When compared to the most recent open water fishery survey conducted in 2019, anglers harvested a similar proportion of fish they caught (Table 2). During the open water fishery in 2019, anglers harvested 14% of the fish they caught, while ice anglers during the 2020 season harvested 22%. The 6,175 fish harvested during the 2020 ice fishing season was just 25% of the fish harvested during the 2019 open water season, and harvest occurred at a higher rate during the open water season of 2019 (Table 2). Anglers during the 2019 open water season harvested one fish for every 7.1 hours of fishing effort while anglers during the 2020 ice fishing season harvested a trout for every 11.1 hours of fishing. Henry’s Lake anglers released most of the fish they caught during both years, and the number of fish harvested is lower than the number required to result in negative impacts to the population number or average fish size in the lake. The average length of harvested trout during the 2020 ice fishing season was 18 inches for both Brook Trout (BKT) and Yellowstone Cutthroat Trout (YCT), and 19 inches for Hybrid Trout (HYB) with the largest HYB measuring 24.6 inches in length. Harvested trout checked in by creel clerks this season were comparable to the trout checked in the 2019 open water fishery which averaged 16 inches for BKT and 18 inches for both YCT, and HYB. Last season we had a large age-2 class of trout in the population. These fish are likely still the trout being harvested in 2020 although they have had an additional year to grow following the 2019 open water fishery.

 

Table 2. Creel survey results including season length (day), total angler effort (hours), total trout caught, total trout harvested, and catch rate (trout per hour) for the 2019 open water fishery (May 25 through October 29, 2019) and 2020 ice fishery (October 26, 2020 through January 1, 2021) on Henry’s Lake.

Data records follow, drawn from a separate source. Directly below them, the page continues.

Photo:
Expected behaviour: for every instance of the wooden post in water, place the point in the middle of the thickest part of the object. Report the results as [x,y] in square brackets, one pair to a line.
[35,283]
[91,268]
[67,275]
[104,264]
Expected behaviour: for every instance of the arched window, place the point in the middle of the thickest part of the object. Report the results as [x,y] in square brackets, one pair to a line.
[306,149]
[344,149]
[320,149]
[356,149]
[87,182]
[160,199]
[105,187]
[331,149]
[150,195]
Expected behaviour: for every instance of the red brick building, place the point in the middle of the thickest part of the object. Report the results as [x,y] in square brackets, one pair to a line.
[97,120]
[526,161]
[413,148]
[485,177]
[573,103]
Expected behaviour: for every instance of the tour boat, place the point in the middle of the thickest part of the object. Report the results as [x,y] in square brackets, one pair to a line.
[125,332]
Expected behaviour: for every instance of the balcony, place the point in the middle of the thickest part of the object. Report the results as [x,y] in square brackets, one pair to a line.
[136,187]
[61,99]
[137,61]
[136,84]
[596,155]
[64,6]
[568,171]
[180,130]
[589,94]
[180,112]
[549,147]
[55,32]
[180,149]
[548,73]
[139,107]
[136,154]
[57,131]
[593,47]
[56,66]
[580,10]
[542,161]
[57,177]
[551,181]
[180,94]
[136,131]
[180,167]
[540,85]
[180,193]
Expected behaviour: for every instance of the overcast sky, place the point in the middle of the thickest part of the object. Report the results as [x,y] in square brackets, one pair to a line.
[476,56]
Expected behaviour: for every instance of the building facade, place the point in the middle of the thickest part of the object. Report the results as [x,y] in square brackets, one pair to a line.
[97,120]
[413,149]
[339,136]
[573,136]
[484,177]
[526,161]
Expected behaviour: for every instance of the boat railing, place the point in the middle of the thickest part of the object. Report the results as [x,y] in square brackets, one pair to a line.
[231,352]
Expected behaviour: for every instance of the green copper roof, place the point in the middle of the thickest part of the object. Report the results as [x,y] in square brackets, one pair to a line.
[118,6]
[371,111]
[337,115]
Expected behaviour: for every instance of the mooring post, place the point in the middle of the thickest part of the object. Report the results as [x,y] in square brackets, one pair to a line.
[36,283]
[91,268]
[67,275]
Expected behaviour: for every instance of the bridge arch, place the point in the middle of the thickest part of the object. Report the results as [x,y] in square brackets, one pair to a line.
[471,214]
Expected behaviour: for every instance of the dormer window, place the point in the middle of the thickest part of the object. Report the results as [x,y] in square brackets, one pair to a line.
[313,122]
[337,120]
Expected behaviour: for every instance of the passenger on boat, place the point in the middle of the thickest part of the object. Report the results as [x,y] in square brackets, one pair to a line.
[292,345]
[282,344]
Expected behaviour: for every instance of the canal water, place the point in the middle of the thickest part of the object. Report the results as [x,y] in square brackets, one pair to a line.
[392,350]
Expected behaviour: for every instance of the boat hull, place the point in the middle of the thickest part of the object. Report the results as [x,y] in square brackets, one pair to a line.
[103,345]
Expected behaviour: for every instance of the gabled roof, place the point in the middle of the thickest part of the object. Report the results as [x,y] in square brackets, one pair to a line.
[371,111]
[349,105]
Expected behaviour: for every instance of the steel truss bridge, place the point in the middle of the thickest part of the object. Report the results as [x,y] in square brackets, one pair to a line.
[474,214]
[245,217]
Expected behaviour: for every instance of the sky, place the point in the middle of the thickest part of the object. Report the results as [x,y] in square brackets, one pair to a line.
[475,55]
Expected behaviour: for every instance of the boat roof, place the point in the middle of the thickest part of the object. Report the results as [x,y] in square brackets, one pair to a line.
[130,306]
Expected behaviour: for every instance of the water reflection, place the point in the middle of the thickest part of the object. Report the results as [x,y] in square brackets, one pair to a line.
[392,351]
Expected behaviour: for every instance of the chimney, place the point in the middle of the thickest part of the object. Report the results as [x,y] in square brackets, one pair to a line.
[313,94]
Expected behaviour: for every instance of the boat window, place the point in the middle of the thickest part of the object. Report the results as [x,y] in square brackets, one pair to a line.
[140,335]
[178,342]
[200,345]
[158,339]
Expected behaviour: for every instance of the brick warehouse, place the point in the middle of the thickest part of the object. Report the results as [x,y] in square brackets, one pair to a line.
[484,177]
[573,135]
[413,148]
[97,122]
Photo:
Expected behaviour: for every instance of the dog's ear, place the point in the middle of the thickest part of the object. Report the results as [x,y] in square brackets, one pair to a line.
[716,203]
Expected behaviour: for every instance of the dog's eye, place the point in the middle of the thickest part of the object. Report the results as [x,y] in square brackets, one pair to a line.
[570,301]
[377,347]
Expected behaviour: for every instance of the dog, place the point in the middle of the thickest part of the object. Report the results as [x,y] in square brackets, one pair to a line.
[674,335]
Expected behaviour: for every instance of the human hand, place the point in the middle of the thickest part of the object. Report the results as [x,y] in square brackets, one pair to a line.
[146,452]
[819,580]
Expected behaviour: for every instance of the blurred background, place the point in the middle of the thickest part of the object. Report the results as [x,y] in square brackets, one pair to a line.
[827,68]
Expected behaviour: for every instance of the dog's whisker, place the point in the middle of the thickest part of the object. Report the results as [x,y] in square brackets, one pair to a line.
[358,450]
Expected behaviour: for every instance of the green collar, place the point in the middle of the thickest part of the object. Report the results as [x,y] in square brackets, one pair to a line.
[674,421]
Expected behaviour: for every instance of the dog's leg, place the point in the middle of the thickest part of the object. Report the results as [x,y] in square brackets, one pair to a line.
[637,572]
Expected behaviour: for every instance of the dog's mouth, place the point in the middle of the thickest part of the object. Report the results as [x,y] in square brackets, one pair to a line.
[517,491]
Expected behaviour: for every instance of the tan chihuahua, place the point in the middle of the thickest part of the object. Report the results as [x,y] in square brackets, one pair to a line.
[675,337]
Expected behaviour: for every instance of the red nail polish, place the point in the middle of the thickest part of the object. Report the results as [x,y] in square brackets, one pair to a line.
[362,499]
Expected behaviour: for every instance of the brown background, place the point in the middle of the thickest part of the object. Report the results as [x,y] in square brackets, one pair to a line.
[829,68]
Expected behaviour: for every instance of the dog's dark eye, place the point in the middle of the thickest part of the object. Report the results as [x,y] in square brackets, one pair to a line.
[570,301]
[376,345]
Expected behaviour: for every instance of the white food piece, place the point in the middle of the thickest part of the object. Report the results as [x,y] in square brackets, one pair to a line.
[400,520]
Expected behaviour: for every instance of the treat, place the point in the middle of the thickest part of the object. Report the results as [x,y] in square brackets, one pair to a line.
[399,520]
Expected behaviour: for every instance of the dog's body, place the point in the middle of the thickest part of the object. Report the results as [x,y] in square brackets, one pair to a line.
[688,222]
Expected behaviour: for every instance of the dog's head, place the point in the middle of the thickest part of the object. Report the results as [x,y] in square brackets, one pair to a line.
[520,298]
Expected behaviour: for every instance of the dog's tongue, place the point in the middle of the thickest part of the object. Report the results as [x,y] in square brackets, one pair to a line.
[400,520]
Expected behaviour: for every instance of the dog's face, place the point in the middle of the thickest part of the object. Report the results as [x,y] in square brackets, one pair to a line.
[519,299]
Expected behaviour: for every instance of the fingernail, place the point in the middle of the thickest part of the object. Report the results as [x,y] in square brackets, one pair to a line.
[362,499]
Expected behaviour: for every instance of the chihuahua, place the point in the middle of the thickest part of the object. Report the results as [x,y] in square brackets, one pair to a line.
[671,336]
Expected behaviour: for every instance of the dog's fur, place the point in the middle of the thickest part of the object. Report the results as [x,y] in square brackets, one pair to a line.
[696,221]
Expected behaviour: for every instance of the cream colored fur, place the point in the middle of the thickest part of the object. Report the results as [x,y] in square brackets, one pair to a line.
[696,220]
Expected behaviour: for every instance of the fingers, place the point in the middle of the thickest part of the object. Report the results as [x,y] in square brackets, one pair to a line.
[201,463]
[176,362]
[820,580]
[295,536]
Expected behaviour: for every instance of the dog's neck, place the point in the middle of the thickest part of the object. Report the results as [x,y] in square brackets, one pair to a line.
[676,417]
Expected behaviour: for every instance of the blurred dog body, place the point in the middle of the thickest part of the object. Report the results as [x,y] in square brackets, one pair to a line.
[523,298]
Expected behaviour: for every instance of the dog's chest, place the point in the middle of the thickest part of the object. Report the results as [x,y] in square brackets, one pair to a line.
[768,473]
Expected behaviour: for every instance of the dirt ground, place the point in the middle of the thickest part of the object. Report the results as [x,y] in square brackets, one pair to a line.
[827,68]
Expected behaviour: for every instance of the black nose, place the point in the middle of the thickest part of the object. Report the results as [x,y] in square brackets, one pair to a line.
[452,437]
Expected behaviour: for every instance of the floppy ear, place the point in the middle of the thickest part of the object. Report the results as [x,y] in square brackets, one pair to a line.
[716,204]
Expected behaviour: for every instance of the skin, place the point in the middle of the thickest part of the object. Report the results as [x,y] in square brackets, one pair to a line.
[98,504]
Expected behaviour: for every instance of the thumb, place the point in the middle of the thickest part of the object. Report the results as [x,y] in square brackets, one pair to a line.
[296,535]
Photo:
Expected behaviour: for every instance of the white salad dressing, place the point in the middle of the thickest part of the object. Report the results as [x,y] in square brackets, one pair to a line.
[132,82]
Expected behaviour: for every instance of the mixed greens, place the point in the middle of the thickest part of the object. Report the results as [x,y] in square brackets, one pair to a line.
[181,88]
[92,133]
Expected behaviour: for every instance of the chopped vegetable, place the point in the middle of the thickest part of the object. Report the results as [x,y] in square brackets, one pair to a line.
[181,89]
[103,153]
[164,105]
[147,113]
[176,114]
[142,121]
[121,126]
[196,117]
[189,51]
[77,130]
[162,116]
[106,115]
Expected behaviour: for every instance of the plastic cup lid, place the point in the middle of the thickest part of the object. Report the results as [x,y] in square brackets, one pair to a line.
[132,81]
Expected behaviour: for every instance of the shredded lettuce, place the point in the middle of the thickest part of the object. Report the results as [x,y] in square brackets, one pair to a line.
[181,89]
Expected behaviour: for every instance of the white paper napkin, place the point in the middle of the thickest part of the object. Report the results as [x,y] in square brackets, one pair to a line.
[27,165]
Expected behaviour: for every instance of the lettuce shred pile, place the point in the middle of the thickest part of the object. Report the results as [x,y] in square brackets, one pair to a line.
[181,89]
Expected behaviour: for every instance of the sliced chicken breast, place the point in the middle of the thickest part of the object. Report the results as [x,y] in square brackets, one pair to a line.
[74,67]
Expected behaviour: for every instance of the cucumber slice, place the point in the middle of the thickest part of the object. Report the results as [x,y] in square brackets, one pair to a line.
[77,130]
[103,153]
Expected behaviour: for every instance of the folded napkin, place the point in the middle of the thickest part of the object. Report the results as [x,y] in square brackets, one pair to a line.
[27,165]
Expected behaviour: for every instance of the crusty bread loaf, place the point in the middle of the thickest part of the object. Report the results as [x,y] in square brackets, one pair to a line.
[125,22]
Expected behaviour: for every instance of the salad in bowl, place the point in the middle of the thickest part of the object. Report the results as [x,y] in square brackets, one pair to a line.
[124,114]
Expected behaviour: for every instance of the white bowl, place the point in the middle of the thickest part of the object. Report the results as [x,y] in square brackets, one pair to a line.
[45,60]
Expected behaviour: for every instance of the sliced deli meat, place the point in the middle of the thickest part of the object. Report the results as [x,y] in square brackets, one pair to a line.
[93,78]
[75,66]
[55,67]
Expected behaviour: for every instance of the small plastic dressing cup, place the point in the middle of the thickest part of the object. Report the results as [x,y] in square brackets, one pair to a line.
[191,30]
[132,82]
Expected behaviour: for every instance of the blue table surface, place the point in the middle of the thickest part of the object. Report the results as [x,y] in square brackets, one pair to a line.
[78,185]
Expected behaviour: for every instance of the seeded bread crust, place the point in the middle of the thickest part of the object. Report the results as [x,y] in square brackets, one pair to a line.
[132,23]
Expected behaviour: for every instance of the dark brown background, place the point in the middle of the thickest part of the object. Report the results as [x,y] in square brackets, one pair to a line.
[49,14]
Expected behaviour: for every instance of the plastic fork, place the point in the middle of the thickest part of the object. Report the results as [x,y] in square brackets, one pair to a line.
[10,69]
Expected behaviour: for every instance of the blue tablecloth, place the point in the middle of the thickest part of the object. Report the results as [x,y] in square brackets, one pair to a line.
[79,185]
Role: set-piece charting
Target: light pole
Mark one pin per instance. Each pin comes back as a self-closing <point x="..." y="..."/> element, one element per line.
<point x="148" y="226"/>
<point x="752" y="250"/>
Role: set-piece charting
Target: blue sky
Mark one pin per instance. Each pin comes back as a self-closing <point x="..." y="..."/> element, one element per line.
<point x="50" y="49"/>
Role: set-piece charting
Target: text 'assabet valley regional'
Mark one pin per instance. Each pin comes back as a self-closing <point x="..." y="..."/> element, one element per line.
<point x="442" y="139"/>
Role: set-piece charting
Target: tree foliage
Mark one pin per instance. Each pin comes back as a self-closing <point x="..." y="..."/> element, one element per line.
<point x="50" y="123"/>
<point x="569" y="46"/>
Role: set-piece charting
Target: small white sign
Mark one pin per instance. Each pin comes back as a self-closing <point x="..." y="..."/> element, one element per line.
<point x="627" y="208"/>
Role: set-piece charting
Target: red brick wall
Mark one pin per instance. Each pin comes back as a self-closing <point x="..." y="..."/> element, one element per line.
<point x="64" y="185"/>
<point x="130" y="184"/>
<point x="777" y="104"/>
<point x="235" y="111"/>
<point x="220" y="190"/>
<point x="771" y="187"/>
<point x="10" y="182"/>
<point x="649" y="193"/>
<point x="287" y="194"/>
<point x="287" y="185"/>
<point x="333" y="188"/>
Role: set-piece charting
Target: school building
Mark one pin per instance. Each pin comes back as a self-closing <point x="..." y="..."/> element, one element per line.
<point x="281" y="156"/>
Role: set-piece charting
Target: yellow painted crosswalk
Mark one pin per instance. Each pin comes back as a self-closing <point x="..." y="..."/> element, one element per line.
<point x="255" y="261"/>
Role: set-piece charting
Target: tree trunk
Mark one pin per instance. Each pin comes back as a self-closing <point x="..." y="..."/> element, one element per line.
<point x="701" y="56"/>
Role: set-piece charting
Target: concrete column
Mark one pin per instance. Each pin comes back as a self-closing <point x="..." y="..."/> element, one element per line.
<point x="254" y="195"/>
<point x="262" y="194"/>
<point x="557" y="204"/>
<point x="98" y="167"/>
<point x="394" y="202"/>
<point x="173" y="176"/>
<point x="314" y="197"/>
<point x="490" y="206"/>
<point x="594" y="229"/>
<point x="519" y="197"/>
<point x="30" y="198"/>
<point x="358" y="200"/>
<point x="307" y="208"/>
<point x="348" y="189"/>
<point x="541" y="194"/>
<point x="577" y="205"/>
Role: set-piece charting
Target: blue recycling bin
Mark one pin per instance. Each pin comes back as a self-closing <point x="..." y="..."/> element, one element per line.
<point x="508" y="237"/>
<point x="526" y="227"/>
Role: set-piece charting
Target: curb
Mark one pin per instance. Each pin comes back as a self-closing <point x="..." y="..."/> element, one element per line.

2019 Open water Fishery 2020 Ice Fishery
May 25 – Oct. 29, 2019 Oct. 26, 2020 – Jan. 1, 2021
Season length (day) 158 67
Total angler effort (hour) 173,477 64,144
Total trout caught 183,484 27,756
Total trout harvested 24,773 6,175
Catch rate (trout/hour) 1.06 0.40

IDFG conducts a full season survey of anglers on Henry’s Lake every three years to better understand how the fishery is preforming. Our next season long survey will occur in 2022.

Henry's Lake 3

Overall, we estimated a two-fold increase in total angler fishing hours, a harvest rate lower than that observed during a recent open water season, slightly increased size in harvested trout due to increased overall sizes of trout in 2020, and a reduced total catch rate for the 2020 ice fishery on Henry’s Lake. Although the catch rate has decreased this season, Henry’s Lake still provides a unique opportunity for anglers regardless of season, gear type, and experience level to try their hand at pulling in a trophy-sized trout right here in Eastern Idaho.